Thank you, Jennifer, for introducing me to an awesome place and an awesome group of people.
Monday, February 14, 2011
Saturday was the Lounges Valentines Day party --- and by all accounts the night was epic. Out of town guests, a day of bondage classes and great people made the party as awesome as it was. But the day was long, we arrived to the Lounge at 9 in the morning and left at 1:30 the next morning.
There are more than just clients and attendees that attend our events, many of those present are our friends. And this is exactly why days like today can happen, because its easier to hustle for those you care for.
What was so over the top for us was having to pick up Pickle from the babysitters at 2 in the morning, by the time we drove home and got to bed ourselves it was three o'clock.
Sunday we were up early, as we had a day trip to Tulalip, Washington. Our destination, reserve land, and the home of a wise man. Allena had chosen her tribe and called upon us to join her in a special Sweat to offer healing before her surgery. It was memorable and in all honesty, I learned many things that I am not quite yet ready to articulate. Maybe one day, I'll write about what it looked like to be present for such an event, but not now.

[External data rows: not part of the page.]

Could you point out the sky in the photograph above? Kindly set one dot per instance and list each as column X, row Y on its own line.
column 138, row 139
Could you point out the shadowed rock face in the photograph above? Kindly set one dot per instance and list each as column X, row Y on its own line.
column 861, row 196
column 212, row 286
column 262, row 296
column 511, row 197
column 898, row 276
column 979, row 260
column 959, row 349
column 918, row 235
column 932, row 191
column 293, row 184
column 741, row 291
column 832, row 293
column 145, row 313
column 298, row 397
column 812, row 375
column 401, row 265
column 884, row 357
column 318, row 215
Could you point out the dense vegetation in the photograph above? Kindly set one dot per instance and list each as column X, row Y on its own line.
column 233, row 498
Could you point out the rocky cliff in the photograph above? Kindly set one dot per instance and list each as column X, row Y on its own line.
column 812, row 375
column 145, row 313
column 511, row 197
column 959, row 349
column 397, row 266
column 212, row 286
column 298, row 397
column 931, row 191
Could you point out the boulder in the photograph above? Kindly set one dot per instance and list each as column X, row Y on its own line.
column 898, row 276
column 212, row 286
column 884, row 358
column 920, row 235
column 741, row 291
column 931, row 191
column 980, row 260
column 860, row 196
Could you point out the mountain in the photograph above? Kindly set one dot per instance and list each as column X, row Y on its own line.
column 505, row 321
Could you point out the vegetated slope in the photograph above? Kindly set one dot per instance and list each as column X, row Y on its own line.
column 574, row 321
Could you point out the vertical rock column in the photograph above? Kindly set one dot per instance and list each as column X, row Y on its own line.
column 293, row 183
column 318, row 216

I would do anything for Allena, go anywhere for her, topple over anyone in her way, move mountains and cross borders to get to her, reach out and drag her towards me if she needed me, and even give her parts of myself --- we are fam-ily. We drove home along the I5 talking about living and our families plans for life. At 11 last night we pulled into our driveway, absolutely positively spent.

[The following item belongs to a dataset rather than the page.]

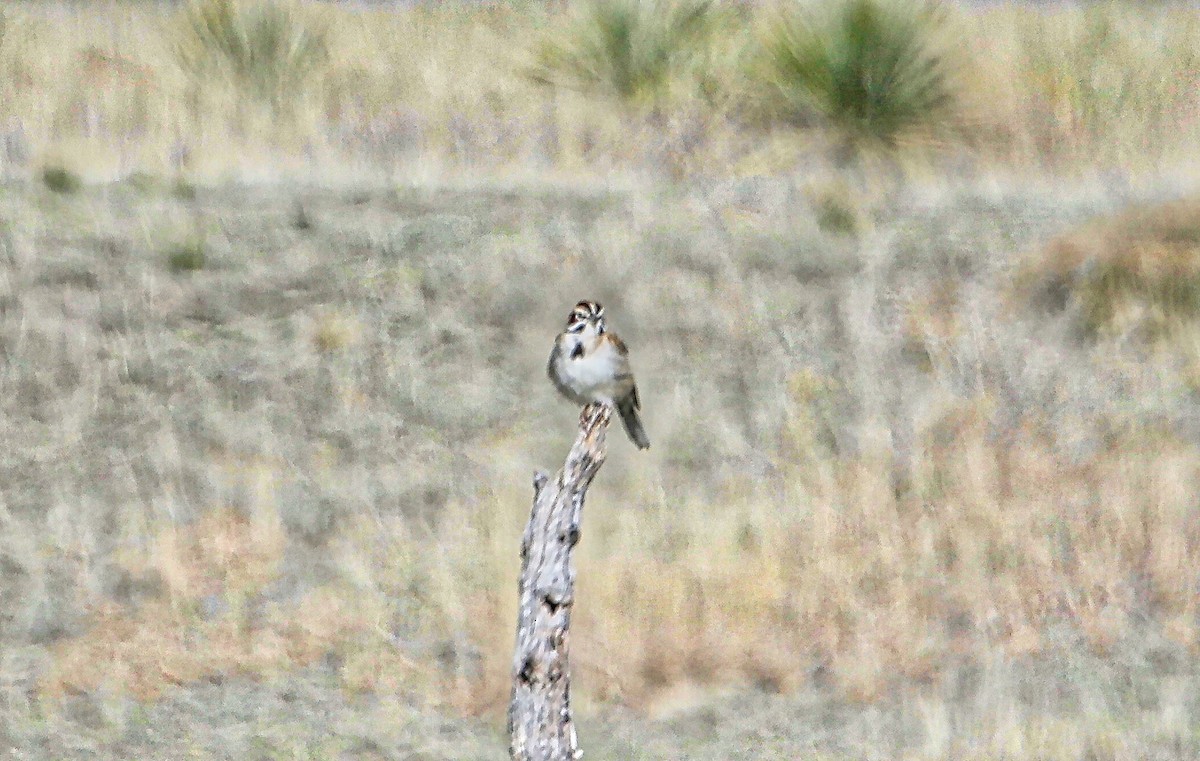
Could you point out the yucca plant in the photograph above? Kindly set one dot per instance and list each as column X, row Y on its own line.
column 874, row 70
column 269, row 49
column 628, row 49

By the time we visited with the teenager who was baking cookies, and the car had been unloaded, all we could do was to crawl into bed. Jason pulled me in tight, his breath almost becoming my own as I inhaled his scent and basked in the glow of his loving support. We are both done in.
Today I recover from the weekend and gather my emotions to support Allena Tuesday as that's her surgery day. Oddly enough the last couple of days, everywhere I look there are signs of what we are journeying through. The breast cancer emblem is everywhere, commercials filled with optimism and joy are on television and I have to say, that there are countless stories of hope. And in that I find strength.